Mr. Flynn received formal notice of the amendment on February 21, 1997. He filed a response denying adequate cause, requesting restraining orders and counter petitioning for primary residential placement on the day of the ad *189 equate cause hearing, March 25, 1997. That day, Commissioner Valente found Ms. Manis had not established adequate cause for modification, and entered an order March 28, 1997 denying modification. Ms. Manis was permitted to take Brittany to California with Mr. Manis and Dakota. However, she was restrained from taking the parties’ children. Judge Kato denied revision. Ms. Manis then moved to California leaving the children with Mr. Flynn, and filed her first appeal of the adequate cause decisions.

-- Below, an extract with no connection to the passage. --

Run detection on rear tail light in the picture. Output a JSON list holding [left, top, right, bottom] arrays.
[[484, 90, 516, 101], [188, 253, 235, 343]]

Ms. Manis next filed for relief from the prior orders under CR 60 in August 1997 relying on In re Marriage of Littlefield, 133 Wn.2d 39, which had just been decided August 7 (court may not order geographical restrictions in initial parenting plan to facilitate frequent contact with nonprimary parent). Judge Murphy denied her motion. Ms. Manis then filed a second appeal based on Judge Murphy’s order. We now consider the consolidated appeals.

ANALYSIS

A. Issue

The dispositive issue is whether the Commissioner erred when deciding adequate cause did not exist for a show cause hearing on the merits of the petition for modification, which alleged Ms. Manis’s need to relocate with the children under the circumstances presented in the affidavits.

B. Standard of Review

Trial court decisions relating to custody changes are reviewed using an abuse of discretion standard, whether the “court exercised its discretion in an untenable or manifestly unreasonable way.” In re Marriage of McDole, 122 Wn.2d 604, 610, 859 P.2d 1239 (1993). RCW 26.09.260 provides standards for modification of a custody decree. RCW 26.09.270 provides in part “[t]he court shall deny the motion unless it finds that adequate cause for hearing the motion is established by the affidavits, in which *190 case it shall set a date for hearing on an order to show cause why the requested order or modification should not be granted.” Statutory construction is a matter of law reviewed de novo. In re Marriage of Hansen, 81 Wn. App. 494, 498, 914 P.2d 799 (1996). When the trial court’s decision is decided on the affidavits of the parties, we are in the same position as the trial court and decide the question as a matter of law. In re Marriage of Roorda, 25 Wn. App. 849, 853, 611 P.2d 794 (1980).

C. Adequate Cause

In fairness to the parties, their counsel, and the courts below struggling with this difficult relocation problem, we note the legal landscape has changed significantly since the modification proceedings were decided. Indeed, the first sign of change was Littlefield striking a geographical restriction in an initial parenting plan designed to facilitate frequent contact with the other parent. Mr. Flynn’s contention that Littlefield principles do not apply to modifications is mortally wounded if we agree with Division One when it decided otherwise in its reconsidered and amended opinion. Bower v. Riech, 89 Wn. App. 9, 964 P.2d 359 (1998), published just prior to argument. Mr.